Viajar, moverse para conseguir la supervivencia, es la razón de ser de todos los pueblos nómadas de África. Su necesidad de viajar no responde solo a cuestiones materiales. La libertad, el rechazo a que sean otros quienes decidan por ellos, es una característica común a todos los grupos nómadas con los que me he encontrado en África. Poco importa que se desplacen por el vasto desierto del Sáhara, por las sabanas de Chad, por los desconocidos valles y cumbres de la cordillera del Alto Atlas o por los áridos terrenos pétreos del norte de Namibia.

Juan Antonio Muñoz

Todos ellos aman la libertad y el respeto a sus tradiciones. El mundo en el que viven les obliga a valorar los aciertos de sus mayores. Una mala decisión les conduciría al desastre. Les salvan el respeto y el conocimiento de su pasado y de ahí que cada una de estas comunidades haya conseguido acumular, durante siglos, un tesoro cultural único, un modo de vida extraordinario que hoy parece condenado a la inmediata desaparición.

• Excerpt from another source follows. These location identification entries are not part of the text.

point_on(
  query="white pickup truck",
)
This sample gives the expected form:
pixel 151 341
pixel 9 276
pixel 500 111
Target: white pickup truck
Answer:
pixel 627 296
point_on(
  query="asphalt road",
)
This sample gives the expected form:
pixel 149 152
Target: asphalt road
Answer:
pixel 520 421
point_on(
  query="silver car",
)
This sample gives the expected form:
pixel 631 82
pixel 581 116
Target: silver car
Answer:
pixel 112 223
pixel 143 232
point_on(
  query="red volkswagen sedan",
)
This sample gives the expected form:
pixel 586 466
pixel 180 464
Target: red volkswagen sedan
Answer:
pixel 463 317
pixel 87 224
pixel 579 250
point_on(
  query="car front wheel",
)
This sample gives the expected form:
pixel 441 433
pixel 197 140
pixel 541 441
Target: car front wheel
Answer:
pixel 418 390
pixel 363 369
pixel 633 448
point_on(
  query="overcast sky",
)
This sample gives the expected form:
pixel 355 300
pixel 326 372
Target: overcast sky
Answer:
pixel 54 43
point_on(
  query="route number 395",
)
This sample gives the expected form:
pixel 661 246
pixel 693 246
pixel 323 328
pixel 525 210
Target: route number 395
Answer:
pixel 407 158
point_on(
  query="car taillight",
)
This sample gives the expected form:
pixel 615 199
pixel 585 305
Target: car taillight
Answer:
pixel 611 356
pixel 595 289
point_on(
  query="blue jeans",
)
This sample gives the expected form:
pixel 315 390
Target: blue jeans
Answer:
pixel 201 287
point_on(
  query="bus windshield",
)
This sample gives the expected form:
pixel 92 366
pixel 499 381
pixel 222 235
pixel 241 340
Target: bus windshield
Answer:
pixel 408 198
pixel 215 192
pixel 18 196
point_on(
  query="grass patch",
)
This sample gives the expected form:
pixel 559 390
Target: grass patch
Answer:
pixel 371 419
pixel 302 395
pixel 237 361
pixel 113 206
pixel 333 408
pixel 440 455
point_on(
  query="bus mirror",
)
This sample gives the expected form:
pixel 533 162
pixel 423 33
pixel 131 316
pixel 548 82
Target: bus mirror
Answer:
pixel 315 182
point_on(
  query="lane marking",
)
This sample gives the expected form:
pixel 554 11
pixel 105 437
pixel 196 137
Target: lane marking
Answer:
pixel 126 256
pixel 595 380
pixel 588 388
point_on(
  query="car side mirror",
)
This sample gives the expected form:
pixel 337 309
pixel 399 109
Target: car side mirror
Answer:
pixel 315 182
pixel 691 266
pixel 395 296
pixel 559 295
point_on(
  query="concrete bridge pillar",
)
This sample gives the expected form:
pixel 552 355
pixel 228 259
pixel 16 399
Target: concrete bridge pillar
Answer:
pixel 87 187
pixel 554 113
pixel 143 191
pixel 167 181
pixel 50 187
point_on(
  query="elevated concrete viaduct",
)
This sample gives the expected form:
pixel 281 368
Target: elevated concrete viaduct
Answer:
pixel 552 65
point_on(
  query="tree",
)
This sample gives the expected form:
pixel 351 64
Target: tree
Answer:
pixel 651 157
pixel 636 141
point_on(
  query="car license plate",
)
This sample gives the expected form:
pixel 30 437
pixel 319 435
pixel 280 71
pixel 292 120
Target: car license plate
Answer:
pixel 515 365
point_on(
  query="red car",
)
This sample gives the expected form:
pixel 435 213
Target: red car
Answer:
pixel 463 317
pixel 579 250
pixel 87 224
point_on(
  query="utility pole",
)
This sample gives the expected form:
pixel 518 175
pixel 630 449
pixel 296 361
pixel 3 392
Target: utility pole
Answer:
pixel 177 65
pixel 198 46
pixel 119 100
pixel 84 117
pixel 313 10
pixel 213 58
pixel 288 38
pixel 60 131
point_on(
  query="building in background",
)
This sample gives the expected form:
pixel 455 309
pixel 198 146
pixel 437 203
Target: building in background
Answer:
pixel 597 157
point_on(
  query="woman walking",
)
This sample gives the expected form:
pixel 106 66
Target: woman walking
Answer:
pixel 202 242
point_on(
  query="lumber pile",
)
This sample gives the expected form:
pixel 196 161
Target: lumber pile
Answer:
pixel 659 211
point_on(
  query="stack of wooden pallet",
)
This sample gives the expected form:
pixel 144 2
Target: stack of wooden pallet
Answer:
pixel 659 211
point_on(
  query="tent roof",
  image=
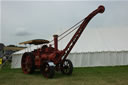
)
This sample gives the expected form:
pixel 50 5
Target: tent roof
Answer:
pixel 35 42
pixel 93 40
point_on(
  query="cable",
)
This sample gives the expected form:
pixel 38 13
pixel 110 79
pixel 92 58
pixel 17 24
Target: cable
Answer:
pixel 69 30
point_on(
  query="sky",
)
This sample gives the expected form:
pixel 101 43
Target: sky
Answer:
pixel 27 20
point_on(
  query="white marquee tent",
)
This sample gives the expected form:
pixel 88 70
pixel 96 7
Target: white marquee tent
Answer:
pixel 96 47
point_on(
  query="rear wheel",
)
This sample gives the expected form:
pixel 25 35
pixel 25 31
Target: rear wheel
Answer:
pixel 67 67
pixel 27 63
pixel 47 70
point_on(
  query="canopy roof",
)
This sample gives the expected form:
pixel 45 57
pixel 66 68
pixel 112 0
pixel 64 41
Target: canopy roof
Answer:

La mayoría de los pueblos nómadas de África son ganaderos. Sus movimientos tienen sentido dentro un ciclo anual que tiene como objeto la búsqueda de pastos con los que alimentar a sus animales. Ovejas, cabras, mulas y dromedarios son conducidos durante las diferentes estaciones a los lugares en los que las lluvias han tapizado de verde un suelo yermo y desolado durante gran parte del año. En estos movimientos migratorios, los mercados son una especie de alto en el camino para vender un número de animales que les permita ganar lo suficiente para cubrir sus necesidades más inmediatas.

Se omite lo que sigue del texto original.